Mithali Raj: Eyes fixed only on Women’s World Cup trophy
“Whilst this is never great news to wake up to. I can understand the reasons why given the lack of cricket in some countries. I just hope those players who were planning to retire after the World Cup can hold on for one year…right Mithali Raj, Jhulan Goswami and Rachael Haynes,” cricketer-turned-commentator Lisa Sthalekar tweeted following ICC’s decision to postpone Women’s World Cup.
To this, Mithali replied: “Oh absolutely, my eyes are fixed firmly on the trophy. With all niggles recovered, mind and body fresh and stronger than before, I am definitely looking at World Cup 2022.”
Mithali had captained the Indian women to the final of the eves’ World Cup, the last time it happened in 2017 where they faced a narrow defeat against hosts England in the summit clash at cricket’s iconic stadium Lord’s, London.

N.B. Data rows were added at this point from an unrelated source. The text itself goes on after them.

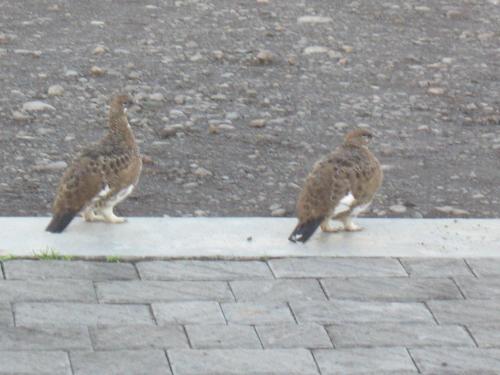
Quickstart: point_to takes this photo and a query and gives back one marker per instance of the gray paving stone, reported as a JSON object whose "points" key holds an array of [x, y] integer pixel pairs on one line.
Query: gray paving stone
{"points": [[436, 267], [31, 363], [139, 337], [278, 290], [123, 362], [407, 335], [64, 314], [158, 291], [242, 362], [340, 311], [465, 312], [335, 267], [6, 317], [42, 269], [257, 313], [482, 288], [357, 361], [48, 290], [487, 335], [203, 270], [190, 312], [44, 338], [457, 360], [391, 289], [223, 337], [286, 336], [485, 266]]}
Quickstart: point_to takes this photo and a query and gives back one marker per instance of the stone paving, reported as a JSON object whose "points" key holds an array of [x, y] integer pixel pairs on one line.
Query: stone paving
{"points": [[281, 316]]}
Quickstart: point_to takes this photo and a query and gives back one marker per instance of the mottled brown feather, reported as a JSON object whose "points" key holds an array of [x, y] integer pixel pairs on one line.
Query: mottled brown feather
{"points": [[350, 168], [114, 162]]}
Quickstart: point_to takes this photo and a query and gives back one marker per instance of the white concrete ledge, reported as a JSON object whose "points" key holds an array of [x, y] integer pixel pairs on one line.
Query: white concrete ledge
{"points": [[251, 238]]}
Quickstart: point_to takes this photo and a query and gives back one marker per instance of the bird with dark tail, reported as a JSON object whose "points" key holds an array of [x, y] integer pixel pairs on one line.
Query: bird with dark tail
{"points": [[339, 187], [101, 176]]}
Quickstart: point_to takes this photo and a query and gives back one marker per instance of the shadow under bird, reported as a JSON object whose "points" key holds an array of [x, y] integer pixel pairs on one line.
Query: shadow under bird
{"points": [[339, 187], [101, 176]]}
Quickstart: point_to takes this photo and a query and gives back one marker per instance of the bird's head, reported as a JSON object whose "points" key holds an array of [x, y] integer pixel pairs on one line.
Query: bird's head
{"points": [[121, 103], [358, 137]]}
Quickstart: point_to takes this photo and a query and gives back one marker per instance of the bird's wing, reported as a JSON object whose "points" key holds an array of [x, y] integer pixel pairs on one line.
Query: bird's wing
{"points": [[81, 182]]}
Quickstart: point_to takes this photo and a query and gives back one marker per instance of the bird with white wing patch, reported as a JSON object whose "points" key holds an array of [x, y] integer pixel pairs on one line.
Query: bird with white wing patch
{"points": [[102, 175], [339, 187]]}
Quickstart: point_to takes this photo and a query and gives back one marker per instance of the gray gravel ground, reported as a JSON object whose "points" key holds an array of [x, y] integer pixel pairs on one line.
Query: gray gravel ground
{"points": [[238, 98]]}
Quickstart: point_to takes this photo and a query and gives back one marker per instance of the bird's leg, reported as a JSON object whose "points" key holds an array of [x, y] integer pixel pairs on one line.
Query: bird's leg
{"points": [[90, 214], [326, 227], [349, 226], [110, 217]]}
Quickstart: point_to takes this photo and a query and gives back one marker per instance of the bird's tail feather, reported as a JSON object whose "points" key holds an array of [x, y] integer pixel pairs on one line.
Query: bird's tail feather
{"points": [[303, 231], [60, 222]]}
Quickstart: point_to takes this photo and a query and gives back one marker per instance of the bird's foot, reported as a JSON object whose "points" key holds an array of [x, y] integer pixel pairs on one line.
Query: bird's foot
{"points": [[115, 219], [90, 215], [349, 226], [110, 217], [329, 229]]}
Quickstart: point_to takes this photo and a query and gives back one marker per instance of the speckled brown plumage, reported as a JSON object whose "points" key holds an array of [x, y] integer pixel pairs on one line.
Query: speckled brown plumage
{"points": [[339, 187], [101, 176]]}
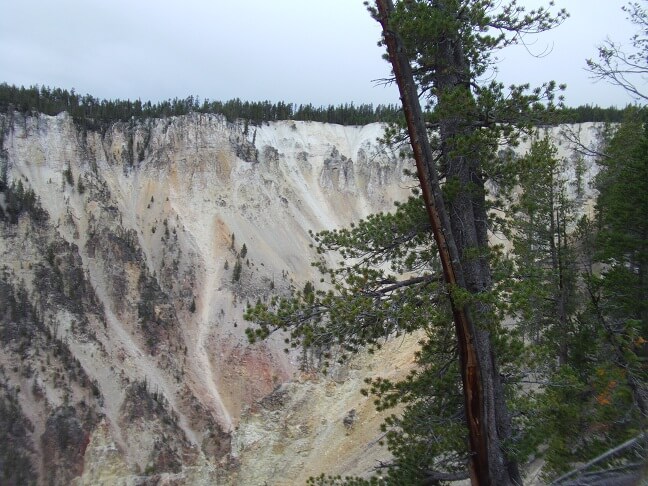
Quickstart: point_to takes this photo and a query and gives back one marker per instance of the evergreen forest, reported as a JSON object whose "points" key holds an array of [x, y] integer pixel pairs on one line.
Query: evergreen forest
{"points": [[534, 351]]}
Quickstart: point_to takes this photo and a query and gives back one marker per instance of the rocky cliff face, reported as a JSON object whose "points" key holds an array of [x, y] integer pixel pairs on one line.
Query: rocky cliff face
{"points": [[127, 257], [123, 347]]}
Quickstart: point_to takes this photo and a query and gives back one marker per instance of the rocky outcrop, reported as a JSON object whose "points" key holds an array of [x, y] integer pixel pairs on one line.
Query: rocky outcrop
{"points": [[123, 281], [117, 282]]}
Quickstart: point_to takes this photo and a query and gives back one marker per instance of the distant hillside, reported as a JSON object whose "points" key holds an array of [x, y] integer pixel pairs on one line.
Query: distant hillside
{"points": [[92, 112]]}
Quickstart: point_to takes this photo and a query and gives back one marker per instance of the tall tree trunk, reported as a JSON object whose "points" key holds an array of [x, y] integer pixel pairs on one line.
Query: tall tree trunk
{"points": [[466, 230]]}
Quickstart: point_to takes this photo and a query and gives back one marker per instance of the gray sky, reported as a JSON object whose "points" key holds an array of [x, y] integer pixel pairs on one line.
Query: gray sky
{"points": [[300, 51]]}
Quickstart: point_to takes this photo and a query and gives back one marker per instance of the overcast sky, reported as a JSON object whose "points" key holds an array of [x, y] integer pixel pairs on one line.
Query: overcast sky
{"points": [[300, 51]]}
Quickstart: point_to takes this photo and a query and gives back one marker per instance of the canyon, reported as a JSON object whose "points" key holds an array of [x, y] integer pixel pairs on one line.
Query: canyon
{"points": [[124, 355]]}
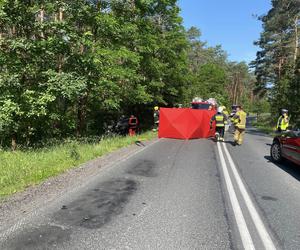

Mithali Raj’s Glorious career so far
The right-handed Mithali has so far amassed 6888 runs in 209 ODIs and 663 runs in 10 tests apart from 2364 runs in 89 T20Is. She is one of India’s most successful female cricketer.
The 37-year-old had already declared his retirement from T20 cricket and now wishes to guide her team to win their maiden World Cup for which she has to wait for another two years at least until 2022.
She is the highest run-scorer in women’s international cricket and is the only female cricketer to cross 6000 runs in Women’s ODIs. She is the first player to score seven consecutive fifties in WODIs.
Mithali has the most half-centuries in WODIs and is the first woman cricketer to reach 2000 WT20I runs. She became skipper in 2005 and has captained India, the first Indian either male or female, in more than one ICC ODI World Cup final in 2005 and 2017.